Core analysts concerned with determining the nature of rock and fluid contained underneath the ground will often extract a core from, for example, an oil well and create core samples. The analysts will then conduct tests on the core samples to determine the core's characteristics.
One important characteristic of a core sample is relative permeability. Relative permeability relates to the flow characteristics of one fluid relative to a second fluid contained in the core sample. An important parameter in determining relative permeability is the saturation state of the sample—that is, the percentage of space (pore volume) in the sample that contains a first fluid, such as brine, and the percentage of that volume that contains a second fluid, such as oil. The measurement of relative permeability is often plotted as a function of sample saturation state.
Determining relative permeability is often done by the steady state method. This method involves choosing various fluid percentages to flow through the core sample until the fluid flow reaches steady state. For example, the core sample can be 100% brine saturated and a user can flow 100% oil into the core sample. Since the core sample is initially 100% brine saturated, initially the effluent from the core sample will also be 100% brine. However, the effluent will eventually include oil as the oil flows through the core sample, resulting in an effluent that is part oil and part brine. Once the oil flowing into the sample pushes all the brine that is able to be pushed out of the sample, the effluent will be 100% oil, resulting in a steady state or equilibrium, condition. In other words, steady state is achieved when flow of fluid into the core sample (100% oil) is the same as flow of fluid out of the core sample (also 100% oil).

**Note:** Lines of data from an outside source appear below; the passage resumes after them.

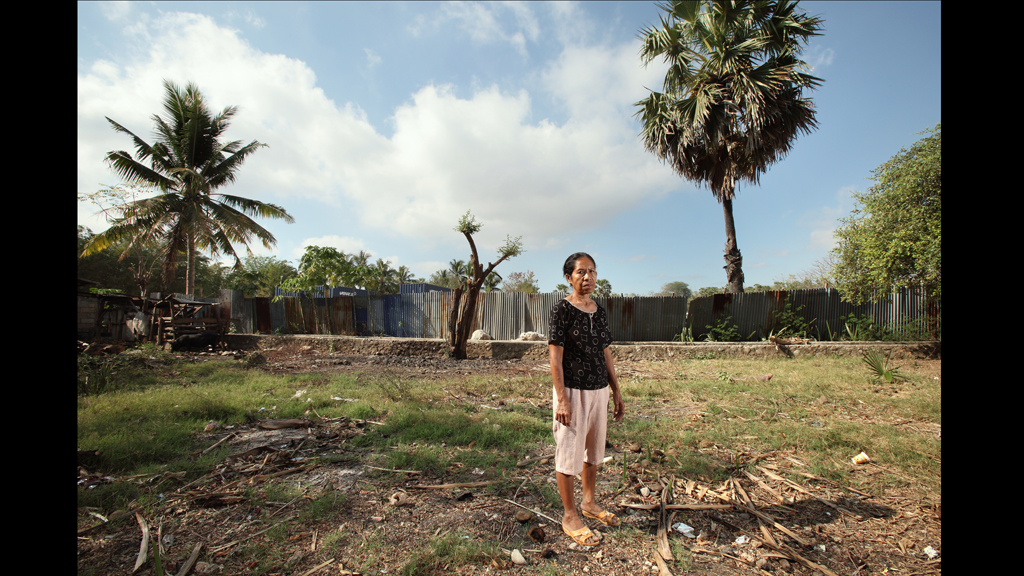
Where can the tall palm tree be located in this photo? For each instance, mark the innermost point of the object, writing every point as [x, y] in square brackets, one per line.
[732, 101]
[383, 278]
[406, 276]
[188, 162]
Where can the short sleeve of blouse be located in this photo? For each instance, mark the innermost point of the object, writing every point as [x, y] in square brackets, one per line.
[557, 324]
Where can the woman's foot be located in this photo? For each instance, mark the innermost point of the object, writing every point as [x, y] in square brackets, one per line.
[604, 517]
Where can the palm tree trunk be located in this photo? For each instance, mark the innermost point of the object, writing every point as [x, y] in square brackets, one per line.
[190, 272]
[733, 260]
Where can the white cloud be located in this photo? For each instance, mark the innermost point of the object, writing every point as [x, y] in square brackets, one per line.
[484, 23]
[345, 244]
[116, 11]
[373, 58]
[448, 154]
[824, 220]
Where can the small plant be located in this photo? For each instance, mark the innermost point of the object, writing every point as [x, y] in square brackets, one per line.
[882, 369]
[685, 336]
[861, 328]
[723, 331]
[392, 386]
[792, 323]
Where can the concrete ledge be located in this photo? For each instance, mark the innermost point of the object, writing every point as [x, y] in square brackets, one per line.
[514, 350]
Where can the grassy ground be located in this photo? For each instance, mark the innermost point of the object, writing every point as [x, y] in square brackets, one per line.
[696, 418]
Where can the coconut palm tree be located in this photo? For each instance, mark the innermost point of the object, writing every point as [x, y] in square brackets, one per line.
[188, 163]
[732, 98]
[382, 278]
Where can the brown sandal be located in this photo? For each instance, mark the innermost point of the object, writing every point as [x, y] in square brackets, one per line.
[604, 518]
[584, 536]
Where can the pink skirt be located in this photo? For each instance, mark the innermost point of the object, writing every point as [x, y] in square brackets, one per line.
[583, 440]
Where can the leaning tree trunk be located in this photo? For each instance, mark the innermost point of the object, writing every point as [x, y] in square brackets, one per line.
[733, 260]
[461, 319]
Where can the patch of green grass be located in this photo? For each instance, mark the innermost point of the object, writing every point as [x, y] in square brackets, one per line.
[448, 551]
[148, 418]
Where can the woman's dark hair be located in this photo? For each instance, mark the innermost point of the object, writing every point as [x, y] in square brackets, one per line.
[569, 264]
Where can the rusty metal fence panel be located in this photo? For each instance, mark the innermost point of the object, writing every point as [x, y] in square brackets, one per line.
[755, 314]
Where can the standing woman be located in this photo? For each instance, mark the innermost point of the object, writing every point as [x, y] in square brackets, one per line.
[583, 372]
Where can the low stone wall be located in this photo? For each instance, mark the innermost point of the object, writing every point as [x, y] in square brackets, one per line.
[506, 350]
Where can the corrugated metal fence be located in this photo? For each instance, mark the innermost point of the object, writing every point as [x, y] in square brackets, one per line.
[506, 315]
[754, 313]
[502, 315]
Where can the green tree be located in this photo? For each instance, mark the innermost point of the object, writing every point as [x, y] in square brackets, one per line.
[443, 278]
[259, 276]
[464, 299]
[324, 265]
[406, 276]
[383, 279]
[679, 288]
[187, 163]
[492, 282]
[709, 291]
[520, 282]
[893, 238]
[732, 103]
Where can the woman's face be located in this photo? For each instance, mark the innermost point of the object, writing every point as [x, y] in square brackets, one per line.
[584, 278]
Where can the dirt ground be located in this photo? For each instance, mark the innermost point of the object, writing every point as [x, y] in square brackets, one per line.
[755, 524]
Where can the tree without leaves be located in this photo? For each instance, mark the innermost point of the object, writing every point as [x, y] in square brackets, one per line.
[464, 299]
[732, 100]
[187, 163]
[894, 237]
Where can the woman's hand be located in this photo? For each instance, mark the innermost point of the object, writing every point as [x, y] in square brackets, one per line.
[616, 399]
[563, 414]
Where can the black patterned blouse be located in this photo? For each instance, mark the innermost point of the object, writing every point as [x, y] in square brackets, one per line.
[583, 337]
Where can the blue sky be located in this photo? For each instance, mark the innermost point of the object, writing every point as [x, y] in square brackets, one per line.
[387, 121]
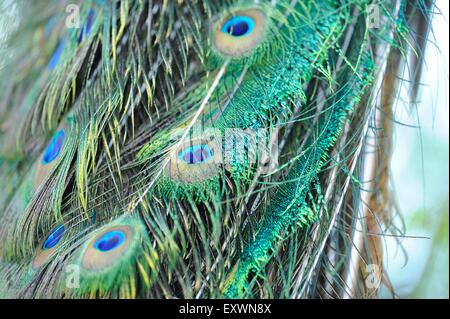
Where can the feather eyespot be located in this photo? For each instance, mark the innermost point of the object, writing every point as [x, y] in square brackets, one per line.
[240, 33]
[107, 248]
[195, 160]
[48, 245]
[196, 154]
[110, 240]
[54, 147]
[239, 26]
[49, 158]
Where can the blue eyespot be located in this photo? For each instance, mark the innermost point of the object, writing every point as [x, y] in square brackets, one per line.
[196, 154]
[110, 240]
[56, 55]
[53, 238]
[238, 26]
[54, 148]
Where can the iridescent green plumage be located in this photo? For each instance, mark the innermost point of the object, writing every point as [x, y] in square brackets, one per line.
[173, 119]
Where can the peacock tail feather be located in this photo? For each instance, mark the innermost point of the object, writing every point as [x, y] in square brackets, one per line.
[200, 149]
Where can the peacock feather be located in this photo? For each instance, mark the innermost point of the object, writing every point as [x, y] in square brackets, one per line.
[200, 149]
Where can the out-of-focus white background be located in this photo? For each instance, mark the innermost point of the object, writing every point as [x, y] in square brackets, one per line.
[420, 168]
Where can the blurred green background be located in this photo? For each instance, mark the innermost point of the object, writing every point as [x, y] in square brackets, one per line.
[420, 169]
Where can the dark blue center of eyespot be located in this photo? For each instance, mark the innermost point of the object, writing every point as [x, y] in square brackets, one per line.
[54, 148]
[54, 237]
[196, 154]
[110, 240]
[238, 26]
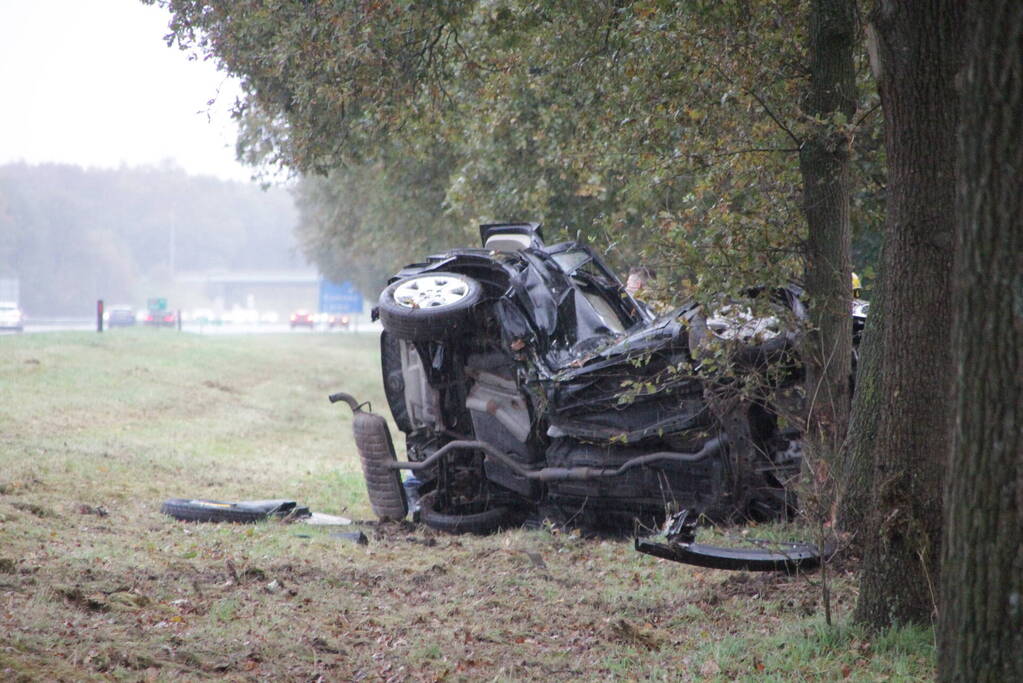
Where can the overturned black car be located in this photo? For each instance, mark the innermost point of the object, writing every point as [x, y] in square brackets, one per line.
[528, 382]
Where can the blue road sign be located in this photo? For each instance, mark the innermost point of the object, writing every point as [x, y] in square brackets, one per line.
[342, 298]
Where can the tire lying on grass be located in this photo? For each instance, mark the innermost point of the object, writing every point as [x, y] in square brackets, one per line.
[431, 306]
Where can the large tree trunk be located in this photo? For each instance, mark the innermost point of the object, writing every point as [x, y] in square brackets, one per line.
[981, 625]
[918, 49]
[856, 473]
[824, 161]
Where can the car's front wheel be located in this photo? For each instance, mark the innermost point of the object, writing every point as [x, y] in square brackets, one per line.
[428, 307]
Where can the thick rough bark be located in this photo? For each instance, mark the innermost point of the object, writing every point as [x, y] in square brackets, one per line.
[918, 46]
[981, 625]
[824, 162]
[856, 473]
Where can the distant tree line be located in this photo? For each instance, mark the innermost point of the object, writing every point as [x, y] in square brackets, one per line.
[73, 235]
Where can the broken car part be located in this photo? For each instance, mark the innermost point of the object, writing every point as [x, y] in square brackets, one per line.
[768, 556]
[530, 383]
[247, 511]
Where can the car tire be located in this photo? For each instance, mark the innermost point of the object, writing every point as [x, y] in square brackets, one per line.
[430, 306]
[488, 521]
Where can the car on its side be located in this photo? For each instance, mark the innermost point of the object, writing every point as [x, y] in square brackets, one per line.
[120, 316]
[161, 318]
[11, 317]
[529, 382]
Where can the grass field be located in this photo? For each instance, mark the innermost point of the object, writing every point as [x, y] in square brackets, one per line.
[95, 584]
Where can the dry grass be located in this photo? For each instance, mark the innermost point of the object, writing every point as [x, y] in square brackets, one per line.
[95, 584]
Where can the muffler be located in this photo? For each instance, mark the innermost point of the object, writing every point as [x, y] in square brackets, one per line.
[372, 439]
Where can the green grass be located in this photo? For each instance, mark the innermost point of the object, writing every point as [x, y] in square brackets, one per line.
[121, 421]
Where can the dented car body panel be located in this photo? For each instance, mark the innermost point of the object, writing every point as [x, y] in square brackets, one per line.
[582, 406]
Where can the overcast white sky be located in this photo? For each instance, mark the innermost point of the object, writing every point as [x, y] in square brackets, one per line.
[92, 83]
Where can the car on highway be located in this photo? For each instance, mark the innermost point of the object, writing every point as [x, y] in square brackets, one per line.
[11, 317]
[302, 318]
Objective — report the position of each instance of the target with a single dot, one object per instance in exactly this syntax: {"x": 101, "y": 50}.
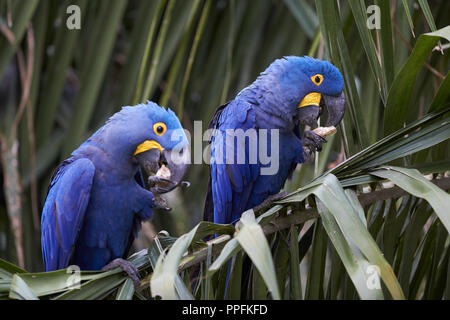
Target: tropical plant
{"x": 373, "y": 202}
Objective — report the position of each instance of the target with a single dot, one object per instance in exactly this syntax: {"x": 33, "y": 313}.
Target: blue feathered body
{"x": 96, "y": 200}
{"x": 270, "y": 102}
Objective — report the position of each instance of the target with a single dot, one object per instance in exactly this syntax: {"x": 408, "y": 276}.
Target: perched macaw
{"x": 292, "y": 91}
{"x": 96, "y": 199}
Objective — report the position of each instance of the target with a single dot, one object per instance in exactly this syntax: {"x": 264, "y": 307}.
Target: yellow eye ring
{"x": 317, "y": 79}
{"x": 160, "y": 128}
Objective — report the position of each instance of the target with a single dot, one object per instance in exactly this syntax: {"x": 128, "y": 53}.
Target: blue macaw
{"x": 292, "y": 91}
{"x": 96, "y": 199}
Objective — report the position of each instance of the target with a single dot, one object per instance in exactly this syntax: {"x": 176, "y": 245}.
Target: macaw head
{"x": 147, "y": 135}
{"x": 307, "y": 87}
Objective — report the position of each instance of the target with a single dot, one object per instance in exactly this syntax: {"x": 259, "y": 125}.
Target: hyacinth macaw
{"x": 292, "y": 91}
{"x": 96, "y": 199}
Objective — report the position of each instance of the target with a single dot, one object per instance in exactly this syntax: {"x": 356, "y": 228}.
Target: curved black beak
{"x": 176, "y": 161}
{"x": 335, "y": 106}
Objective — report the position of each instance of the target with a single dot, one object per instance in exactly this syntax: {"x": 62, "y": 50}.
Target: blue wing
{"x": 237, "y": 187}
{"x": 64, "y": 210}
{"x": 233, "y": 185}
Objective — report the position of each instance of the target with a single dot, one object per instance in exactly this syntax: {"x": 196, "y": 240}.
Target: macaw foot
{"x": 266, "y": 204}
{"x": 128, "y": 267}
{"x": 313, "y": 141}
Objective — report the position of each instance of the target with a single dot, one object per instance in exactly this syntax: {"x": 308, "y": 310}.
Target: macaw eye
{"x": 159, "y": 128}
{"x": 317, "y": 79}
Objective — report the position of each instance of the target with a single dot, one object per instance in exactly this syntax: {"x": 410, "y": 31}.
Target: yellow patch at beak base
{"x": 148, "y": 145}
{"x": 312, "y": 99}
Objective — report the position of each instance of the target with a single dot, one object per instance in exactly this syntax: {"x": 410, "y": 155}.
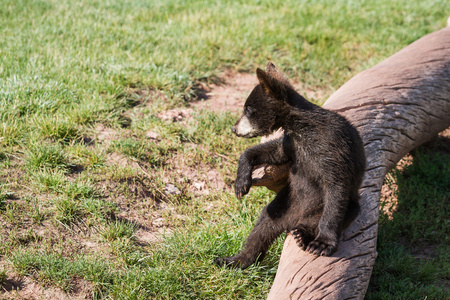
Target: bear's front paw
{"x": 301, "y": 238}
{"x": 318, "y": 247}
{"x": 242, "y": 186}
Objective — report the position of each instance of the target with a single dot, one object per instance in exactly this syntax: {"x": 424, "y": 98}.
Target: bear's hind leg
{"x": 269, "y": 226}
{"x": 302, "y": 236}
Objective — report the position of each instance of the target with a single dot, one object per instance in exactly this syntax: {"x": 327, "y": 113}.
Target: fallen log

The sample is now partially saturated with oil and partially saturated with brine (e.g., all the brine that is able to be flushed from the core sample has already been pushed out). The user determines the amount of brine remaining in the sample by measuring the volumes of oil and brine that have been flowed into the sample and the volumes that have gone out, and thereby determines the relative percentages of oil and brine remaining in the sample (i.e., the sample's saturation state).
In this sample case, the user then flows a different percentage of oil and brine into the core sample—say, 70% oil and 30% brine—until the system reaches a steady state or equilibrium, i.e., effluent that is also 70% oil and 30% brine. By determining the fluid volumes in and fluid volumes out, the user can then determine the core sample saturation state under those conditions, which will likely be different than when flowing 100% oil. The user then flows another percentage of oil and brine—say, 30% oil and 70% brine—until equilibrium is reached, similarly determining the sample saturation state under those conditions. The final percentage of fluid flow in may be 100% brine, with the sample saturation state determined using the same method.
In each of these cases, a large volume of fluid may need to be flowed through the core sample before equilibrium or steady state is achieved. If this large volume exceeds the finite volume of the traditional two-phase separator or similar system, the relative volumes of the two fluids can no longer be measured and the calculation will fail. Traditional two-phase separators also have the limitation of only being able to measure the change in volume of one of the two effluent fluids. This limitation makes it difficult to track the effluent flow rate of the second phase and accurately determine when steady state has been reached and the saturation state of the core sample. Therefore, there exists a need for an apparatus, method, and/or system that can accommodate and measure large volumes of fluid in order to determine sample saturation state.